Nobody helps this kid. The mother adjusts her hair, glares down at him, says something shrewd about telling him he’d fall. The other kid is busy staring at an iPad, poking her finger at whatever Dora the Explorer type game keeps a child occupied at 1 a.m. in an airport.
Whenever I show people your photo, they say “What a loss.” I can tell they don’t just mean it in the way that you tell someone you’re sorry for the loss of their 98 year old great aunt. You were a beautiful girl, and I know that’s what they’re talking about. And I think it’s probably clear in all of our minds that you weren’t a dick. People who kill themselves aren’t usually assholes, for some reason.
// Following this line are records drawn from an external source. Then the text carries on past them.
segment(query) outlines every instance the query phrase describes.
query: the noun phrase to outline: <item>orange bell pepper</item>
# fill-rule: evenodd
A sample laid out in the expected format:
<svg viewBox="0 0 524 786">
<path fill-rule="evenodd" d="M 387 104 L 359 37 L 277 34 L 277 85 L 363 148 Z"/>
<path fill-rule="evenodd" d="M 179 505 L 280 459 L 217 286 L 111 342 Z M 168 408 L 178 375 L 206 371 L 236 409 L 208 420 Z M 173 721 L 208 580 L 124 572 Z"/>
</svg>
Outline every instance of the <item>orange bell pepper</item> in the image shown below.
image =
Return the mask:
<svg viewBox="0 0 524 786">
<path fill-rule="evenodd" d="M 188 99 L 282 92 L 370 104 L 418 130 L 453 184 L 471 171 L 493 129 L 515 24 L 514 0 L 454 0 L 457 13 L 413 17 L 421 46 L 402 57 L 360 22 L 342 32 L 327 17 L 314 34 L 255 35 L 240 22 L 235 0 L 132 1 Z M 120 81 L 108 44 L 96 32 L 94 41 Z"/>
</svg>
And the thing about that kid, and the thing about all of us, is that we know if we run around, we’re probably going to fall. If we smoke a bunch of meth, screw a bunch of people, waste days hidden away, our lives will fall apart. People have told us all about it since our ears started to work. So, I guess you weren’t surprised when you were sitting in your apartment, making the decision to throw a bunch of pills in your stomach. Shit went the wrong way for you, and you were either bored or exhausted or both.
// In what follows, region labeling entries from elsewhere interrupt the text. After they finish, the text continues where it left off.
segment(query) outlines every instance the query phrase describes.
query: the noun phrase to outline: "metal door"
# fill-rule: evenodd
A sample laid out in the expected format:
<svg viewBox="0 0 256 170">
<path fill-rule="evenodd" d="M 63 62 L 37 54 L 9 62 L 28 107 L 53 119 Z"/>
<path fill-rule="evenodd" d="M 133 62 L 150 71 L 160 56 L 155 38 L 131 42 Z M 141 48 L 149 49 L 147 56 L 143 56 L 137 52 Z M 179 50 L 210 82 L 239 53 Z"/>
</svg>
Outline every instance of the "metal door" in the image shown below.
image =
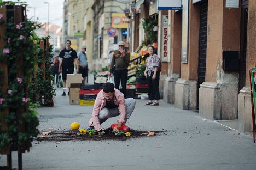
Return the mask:
<svg viewBox="0 0 256 170">
<path fill-rule="evenodd" d="M 206 48 L 207 44 L 208 1 L 201 4 L 199 28 L 199 53 L 198 57 L 197 88 L 205 81 Z"/>
</svg>

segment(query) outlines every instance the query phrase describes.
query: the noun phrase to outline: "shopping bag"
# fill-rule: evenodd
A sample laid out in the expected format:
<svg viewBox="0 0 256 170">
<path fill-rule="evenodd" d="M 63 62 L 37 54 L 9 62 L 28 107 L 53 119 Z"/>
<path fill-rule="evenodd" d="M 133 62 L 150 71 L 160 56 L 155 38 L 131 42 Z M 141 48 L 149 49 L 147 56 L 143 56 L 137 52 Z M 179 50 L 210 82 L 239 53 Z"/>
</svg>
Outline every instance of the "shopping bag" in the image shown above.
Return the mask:
<svg viewBox="0 0 256 170">
<path fill-rule="evenodd" d="M 115 85 L 115 82 L 113 81 L 112 77 L 108 77 L 107 82 L 111 83 L 113 83 L 114 85 Z"/>
<path fill-rule="evenodd" d="M 59 82 L 57 87 L 59 88 L 63 87 L 62 79 L 61 78 L 61 76 L 60 75 L 60 74 L 59 74 Z"/>
</svg>

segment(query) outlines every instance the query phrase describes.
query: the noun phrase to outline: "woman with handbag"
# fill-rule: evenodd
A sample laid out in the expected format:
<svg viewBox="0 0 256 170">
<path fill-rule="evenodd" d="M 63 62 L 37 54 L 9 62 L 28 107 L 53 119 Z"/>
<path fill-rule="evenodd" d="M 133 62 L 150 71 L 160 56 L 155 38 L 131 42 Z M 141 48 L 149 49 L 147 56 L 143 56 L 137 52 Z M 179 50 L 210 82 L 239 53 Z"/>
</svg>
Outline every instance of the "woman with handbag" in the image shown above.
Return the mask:
<svg viewBox="0 0 256 170">
<path fill-rule="evenodd" d="M 155 48 L 153 46 L 149 46 L 148 47 L 149 56 L 147 58 L 147 66 L 144 75 L 148 79 L 148 102 L 144 105 L 159 105 L 160 71 L 158 71 L 160 68 L 160 64 L 159 57 L 154 53 L 154 51 Z M 155 102 L 153 102 L 154 99 Z"/>
</svg>

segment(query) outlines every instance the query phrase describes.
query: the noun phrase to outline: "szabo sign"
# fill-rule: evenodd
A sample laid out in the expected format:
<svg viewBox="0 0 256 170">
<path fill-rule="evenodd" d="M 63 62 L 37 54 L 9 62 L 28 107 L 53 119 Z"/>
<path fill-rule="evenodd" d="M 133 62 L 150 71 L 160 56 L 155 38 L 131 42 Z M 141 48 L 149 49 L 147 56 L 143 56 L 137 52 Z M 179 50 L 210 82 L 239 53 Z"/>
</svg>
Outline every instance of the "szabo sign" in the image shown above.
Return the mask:
<svg viewBox="0 0 256 170">
<path fill-rule="evenodd" d="M 108 29 L 107 33 L 110 37 L 114 37 L 117 34 L 117 29 L 114 27 L 109 27 Z"/>
</svg>

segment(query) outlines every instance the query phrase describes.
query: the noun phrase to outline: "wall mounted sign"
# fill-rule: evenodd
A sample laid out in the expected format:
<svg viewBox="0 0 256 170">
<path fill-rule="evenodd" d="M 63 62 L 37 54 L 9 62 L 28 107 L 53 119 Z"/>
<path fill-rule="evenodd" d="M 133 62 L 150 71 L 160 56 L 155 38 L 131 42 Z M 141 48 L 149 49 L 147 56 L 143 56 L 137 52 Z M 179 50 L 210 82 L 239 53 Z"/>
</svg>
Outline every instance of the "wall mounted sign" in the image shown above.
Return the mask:
<svg viewBox="0 0 256 170">
<path fill-rule="evenodd" d="M 158 10 L 178 10 L 182 9 L 182 0 L 158 0 Z"/>
<path fill-rule="evenodd" d="M 189 1 L 184 1 L 182 7 L 182 63 L 188 62 Z"/>
<path fill-rule="evenodd" d="M 239 8 L 239 0 L 226 0 L 226 8 Z"/>
<path fill-rule="evenodd" d="M 168 41 L 168 15 L 162 15 L 162 61 L 167 62 L 167 41 Z"/>
<path fill-rule="evenodd" d="M 107 31 L 107 32 L 108 35 L 110 37 L 114 37 L 115 36 L 115 34 L 117 34 L 117 29 L 113 27 L 109 27 Z"/>
<path fill-rule="evenodd" d="M 124 13 L 112 13 L 112 27 L 115 28 L 128 28 L 129 19 Z"/>
</svg>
When I was crying at that party, everyone thought I was crying because I thought I should have saved you. They all said they wish they knew you felt that way. C even said that you’d told him you felt that way, and he got sick of hearing it. I never guessed. The last time I saw you you’d stayed the night in my bed. You gave me a massage, you watched videos all night, and in the morning you drew me a picture, then I gave you some sunglasses and you hit the road. You wouldn’t have made it very high on my list of possible friends to be dead in a matter of months. I was crying at that party because when I heard you were dead I felt relieved for your sake. I was crying at that party because what did it mean about how I feel about life that I was relieved for your sake?
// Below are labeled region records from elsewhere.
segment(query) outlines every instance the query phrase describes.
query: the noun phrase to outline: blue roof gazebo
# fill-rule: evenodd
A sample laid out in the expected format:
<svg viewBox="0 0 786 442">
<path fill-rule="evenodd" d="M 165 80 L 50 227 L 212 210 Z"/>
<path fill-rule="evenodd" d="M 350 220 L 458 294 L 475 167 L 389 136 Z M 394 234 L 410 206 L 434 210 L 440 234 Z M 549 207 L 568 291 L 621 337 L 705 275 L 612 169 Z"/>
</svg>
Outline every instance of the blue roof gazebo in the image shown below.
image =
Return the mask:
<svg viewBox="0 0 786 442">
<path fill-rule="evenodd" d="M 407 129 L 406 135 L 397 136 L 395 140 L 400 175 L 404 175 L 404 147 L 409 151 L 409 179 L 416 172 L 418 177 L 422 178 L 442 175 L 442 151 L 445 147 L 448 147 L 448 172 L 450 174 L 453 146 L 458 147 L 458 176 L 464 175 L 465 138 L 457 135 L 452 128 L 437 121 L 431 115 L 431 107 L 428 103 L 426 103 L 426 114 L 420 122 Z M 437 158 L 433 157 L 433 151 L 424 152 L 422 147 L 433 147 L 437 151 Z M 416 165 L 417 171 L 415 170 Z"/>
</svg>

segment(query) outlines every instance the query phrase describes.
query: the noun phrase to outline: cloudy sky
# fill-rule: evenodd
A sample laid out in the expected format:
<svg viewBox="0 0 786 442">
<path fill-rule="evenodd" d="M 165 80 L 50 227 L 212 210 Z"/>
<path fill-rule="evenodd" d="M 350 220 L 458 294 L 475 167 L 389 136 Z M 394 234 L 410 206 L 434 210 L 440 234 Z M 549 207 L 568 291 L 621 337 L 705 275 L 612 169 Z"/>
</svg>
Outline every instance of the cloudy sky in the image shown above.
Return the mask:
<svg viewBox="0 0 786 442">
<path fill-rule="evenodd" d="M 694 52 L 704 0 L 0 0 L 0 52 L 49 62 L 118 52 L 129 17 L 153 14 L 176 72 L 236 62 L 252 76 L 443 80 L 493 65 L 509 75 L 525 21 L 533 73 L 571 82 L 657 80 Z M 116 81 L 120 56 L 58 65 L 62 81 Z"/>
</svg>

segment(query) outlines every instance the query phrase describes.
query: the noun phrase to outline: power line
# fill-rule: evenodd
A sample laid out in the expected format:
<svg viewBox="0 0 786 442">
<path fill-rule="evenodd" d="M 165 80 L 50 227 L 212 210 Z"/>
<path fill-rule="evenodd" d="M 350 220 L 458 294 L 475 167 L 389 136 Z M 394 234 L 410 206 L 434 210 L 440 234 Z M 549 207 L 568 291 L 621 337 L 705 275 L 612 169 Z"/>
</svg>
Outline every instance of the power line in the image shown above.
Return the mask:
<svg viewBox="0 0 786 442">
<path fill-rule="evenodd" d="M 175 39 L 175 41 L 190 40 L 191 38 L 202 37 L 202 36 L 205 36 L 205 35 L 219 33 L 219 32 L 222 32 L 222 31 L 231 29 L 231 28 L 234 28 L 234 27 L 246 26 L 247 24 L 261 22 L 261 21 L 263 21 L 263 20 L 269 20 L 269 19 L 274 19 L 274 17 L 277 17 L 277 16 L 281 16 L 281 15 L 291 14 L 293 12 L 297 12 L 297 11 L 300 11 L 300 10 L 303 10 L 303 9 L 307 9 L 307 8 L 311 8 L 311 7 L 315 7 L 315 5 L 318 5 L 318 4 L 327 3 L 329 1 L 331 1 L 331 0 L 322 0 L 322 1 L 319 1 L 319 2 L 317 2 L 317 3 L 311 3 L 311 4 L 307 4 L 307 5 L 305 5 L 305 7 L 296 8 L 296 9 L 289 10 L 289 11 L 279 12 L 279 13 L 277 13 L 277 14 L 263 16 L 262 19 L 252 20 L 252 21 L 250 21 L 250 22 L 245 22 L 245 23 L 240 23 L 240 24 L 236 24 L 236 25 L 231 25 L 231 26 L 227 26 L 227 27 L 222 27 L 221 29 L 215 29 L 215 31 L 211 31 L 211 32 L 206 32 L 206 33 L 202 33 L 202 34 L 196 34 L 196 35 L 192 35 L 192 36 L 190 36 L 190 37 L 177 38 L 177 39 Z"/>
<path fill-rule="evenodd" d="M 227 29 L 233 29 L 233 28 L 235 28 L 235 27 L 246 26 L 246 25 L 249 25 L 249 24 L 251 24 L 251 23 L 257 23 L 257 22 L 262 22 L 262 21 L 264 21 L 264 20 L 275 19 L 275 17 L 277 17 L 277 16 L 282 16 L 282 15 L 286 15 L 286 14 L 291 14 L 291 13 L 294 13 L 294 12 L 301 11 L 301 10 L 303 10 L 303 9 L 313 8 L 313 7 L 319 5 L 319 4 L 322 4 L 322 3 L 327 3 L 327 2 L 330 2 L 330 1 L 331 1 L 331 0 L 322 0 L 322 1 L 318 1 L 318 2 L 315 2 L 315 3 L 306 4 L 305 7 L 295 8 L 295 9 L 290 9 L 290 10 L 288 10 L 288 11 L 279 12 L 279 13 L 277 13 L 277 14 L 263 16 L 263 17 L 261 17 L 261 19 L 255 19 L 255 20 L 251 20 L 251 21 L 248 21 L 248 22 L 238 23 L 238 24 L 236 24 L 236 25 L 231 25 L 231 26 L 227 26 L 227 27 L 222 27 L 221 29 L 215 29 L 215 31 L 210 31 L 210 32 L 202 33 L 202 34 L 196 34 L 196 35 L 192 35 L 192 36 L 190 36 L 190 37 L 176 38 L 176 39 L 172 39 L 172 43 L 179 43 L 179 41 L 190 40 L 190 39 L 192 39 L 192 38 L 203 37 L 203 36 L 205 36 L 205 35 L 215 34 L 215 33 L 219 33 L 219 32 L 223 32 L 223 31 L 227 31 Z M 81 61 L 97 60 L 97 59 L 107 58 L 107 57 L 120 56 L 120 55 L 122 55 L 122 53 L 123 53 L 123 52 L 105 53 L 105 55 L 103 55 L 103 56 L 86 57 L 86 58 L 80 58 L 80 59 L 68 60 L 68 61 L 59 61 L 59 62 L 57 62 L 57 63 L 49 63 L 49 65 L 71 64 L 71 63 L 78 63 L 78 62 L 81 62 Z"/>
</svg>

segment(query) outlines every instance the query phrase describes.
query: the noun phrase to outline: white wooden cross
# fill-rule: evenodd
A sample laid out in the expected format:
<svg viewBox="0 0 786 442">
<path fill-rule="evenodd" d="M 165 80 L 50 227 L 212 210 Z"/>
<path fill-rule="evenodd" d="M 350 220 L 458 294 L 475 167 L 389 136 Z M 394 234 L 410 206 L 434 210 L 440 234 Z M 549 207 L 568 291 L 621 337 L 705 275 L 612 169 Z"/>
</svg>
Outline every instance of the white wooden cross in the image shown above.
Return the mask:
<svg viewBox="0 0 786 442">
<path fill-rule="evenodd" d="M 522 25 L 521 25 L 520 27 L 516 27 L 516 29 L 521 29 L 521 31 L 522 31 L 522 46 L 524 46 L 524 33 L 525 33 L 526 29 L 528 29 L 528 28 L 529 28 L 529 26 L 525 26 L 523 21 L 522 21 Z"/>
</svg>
The tight faced woman with the not-magic hair pile and her two kids and her not-memorable husband pile were the first to get their luggage. They ambled out, pushing past the car service vultures and into air that felt like the inside of a sickly lung. The little girl broke into a run, nearly getting herself smashed by a taxi, and, as a result, nearly having her arm pulled off by her mother. I wonder, if she died just then, if I would feel relieved for her as well. And then I hoped that I could get back to not thinking about this stuff sometime soon.


I’m very sorry for the loss of your friend. Ten years ago I had a good friend who went out the same way, also a beautiful girl. It used to kind of bug me when people would do the “acting ESPECIALLY sorry when they saw her photo” thing, because if she’d been ugly why would that be less of a loss? When this kind of thing happens, I always wonder why it takes someone’s death to bring out real compassion (not talking about you! More my own experience) but like with your friend, if she had told her group of friends that she was so despondent that she couldn’t pay her rent she would kill herself because that was the last straw, would they have found a way to help her? Everyone says that AFTER someone dies…”if I’d known, I’d have done ANYTHING…” I’d like to think that they would. Too often others think someone is just crying wolf.
Great read. Lots of sensible emotions on your writing.